Linux Dedicated Server Debug Symbols Missing in 1.26

Hello friends,

My team has encountered some issues with crashes on our dedicated server, which are affecting our progress.

Lumberyard uses a C++ call backtrace_symbols_fd() (in CrySystem\SystemInit.cpp) to safely dump stack trace information to a file in the event of a crash or segmentation fault.

However, this backtrace is lacking information about file and line numbers. This is a blocker for us. How are other teams getting backtrace information on linux server builds?

Notes:

  • I am aware that _WAF_/settings/platforms/common.clang.json declares the compile flag -fvisibility=hidden, which I understand hides symbols in shared objects to avoid conflicts between the declared names in one object and another. Disabling this flag causes the game to lock up after loading gems, so that appears to be a bad idea.

  • Using -fvisibility=protected introduces a number of compile errors whose fixes would be a hassle for us to maintain across updates.

  • Use of the -rdynamic and -Wl,--export-dynamic flags have not helped.

  • The linked libunwind library is only applicable for Android devices.

  • Prior to 1.22, the file waf-1.7.13/lmbrwaflib/compile_settings_linux.py contained a task to separate out the debug symbols into separate files:

    def run(self):
    exec_abs_path = self.inputs[0].abspath()
    os.system(‘objcopy --only-keep-debug {0} {0}.debug’.format(exec_abs_path))
    os.system(‘objcopy --strip-debug {0}’.format(exec_abs_path))
    os.system(‘objcopy --add-gnu-debuglink={0}.debug {0}’.format(exec_abs_path))
    return False

This approach of separate symbol files (much like Visual Studio’s .pdbs) worked for us in the past, and I have written a python script to reintroduce that behaviour. This also does not work.

We’ve done about as much homework on this as we can by ourselves. What am I missing?

Thanks,
Softmints

1 Like

Hi @Softmints, were you able to get any further with this? In the past I’ve debugged running linux dedicated server by running WSL (Windows Subsystem Linux) and connecting to the debugger via Visual Studio/Visual Studio Code https://code.visualstudio.com/docs/remote/wsl-tutorial

However, this is not debugging core dumps which is what you want. I recommend getting yourself setup to debug core dumps with a known stack/setup first by doing something like this:

  1. Install WSL or hop on an Ubuntu machine
  2. Compile debug Linux dedicated server which should leave symbols intact
  3. Transfer over any assets you need so you can run the Linux dedicated server (sounds like you already have these)
  4. Run the dedicated server manually and force a crash using the sys_crashtest console command. This way you know what the call stack should look like and the location of the code.

That should give you a build that has debug symbols and a core to debug with gdb directly or try with Visual Studio/Visual Studio Code. Supposedly VS Code has a coreDumpPath launch config setting you can point at a core dump, but I haven’t used that yet.

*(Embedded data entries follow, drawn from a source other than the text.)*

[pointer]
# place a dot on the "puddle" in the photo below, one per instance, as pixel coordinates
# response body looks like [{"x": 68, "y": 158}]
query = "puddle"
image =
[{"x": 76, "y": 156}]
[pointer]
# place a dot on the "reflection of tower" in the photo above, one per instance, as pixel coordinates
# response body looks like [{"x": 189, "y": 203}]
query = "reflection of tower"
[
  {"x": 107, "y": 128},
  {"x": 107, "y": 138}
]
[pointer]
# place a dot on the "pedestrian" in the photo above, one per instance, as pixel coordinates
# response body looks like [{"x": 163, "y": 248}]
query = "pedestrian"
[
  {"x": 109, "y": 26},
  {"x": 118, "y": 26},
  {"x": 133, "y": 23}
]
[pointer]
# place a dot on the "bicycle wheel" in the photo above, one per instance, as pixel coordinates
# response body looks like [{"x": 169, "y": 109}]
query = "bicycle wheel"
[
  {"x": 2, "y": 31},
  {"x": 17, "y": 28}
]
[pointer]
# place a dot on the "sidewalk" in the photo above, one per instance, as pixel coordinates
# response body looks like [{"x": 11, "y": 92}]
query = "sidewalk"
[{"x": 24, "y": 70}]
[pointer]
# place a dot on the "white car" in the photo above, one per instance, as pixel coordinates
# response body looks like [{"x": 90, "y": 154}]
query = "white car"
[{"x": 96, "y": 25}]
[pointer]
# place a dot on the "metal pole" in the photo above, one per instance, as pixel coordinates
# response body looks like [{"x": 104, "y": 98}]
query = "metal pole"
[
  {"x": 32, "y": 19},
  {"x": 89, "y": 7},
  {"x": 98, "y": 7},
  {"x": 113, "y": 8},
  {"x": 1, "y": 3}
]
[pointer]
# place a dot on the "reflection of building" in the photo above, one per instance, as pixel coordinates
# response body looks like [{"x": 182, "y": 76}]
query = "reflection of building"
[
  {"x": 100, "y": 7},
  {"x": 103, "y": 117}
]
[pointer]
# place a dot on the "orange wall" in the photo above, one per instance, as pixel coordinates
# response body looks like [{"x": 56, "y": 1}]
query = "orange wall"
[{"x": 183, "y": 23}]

Let me know how it goes, I’ve been meaning to lay out some exact steps, but have been caught up in Windows land.

Thanks for the prompt reply @petrocket.

We’ve been using the debug build on linux throughout, and had no problem reproducing crashes. The new information I can share is that we managed to get information out of the raw call stack using a 13-year-old python script based on addr2line, with some modifications to handle .so output in the backtrace. (We run this on the /user/log/crash.log file.)

# After line 114:
is_so = text.find('.so') > 0
if is_so:
    self.addr = text[f+1:b-1] 

Therefore, the debug symbols exist (as one would expect from the -g compiler flag), but backtrace_symbols_fd() can’t grab them to output the function names and line numbers in a single convenient step. Official documentation suggests -rdynamic or clang equivalent would be enough—and I stress that it was enough in LY 1.12—but not in 1.22+.

We have used that python script to uncover and solve the immediate bugs affecting us. I don’t consider it a solution, but it is a workaround.

I don’t know how other LY customers are handling the situation but if there were an easy fix for clean backtrace information I’m sure it would be a value add. Perhaps someone on the GameLift team knows more?

I have seen some linux server crashes which left neither logging nor backtrace, so WSL + VSCode might be an option for chasing those and I appreciate the suggestion. Thanks again for your time.

1 Like

Hi @Softmints, thanks for the update! Did you try setting ‘fvisibility=default’ in common.clang.json? or possibly in just the launcher like we do for android in dev/Code/LauncherUnified/Platform/Android\wscript?

 android_cflags              = ['-fvisibility=default'],

Hi @petrocket,

We did try removing that flag, which appeared to result in the main thread of the server process locking up after gems had loaded (according to the server log). As I understand it, removal of that flag is equivalent to declaring it as default on linux.

It didn’t work for us, but perhaps it would work with default LY. There is always the possibility that something about our setup is interfering.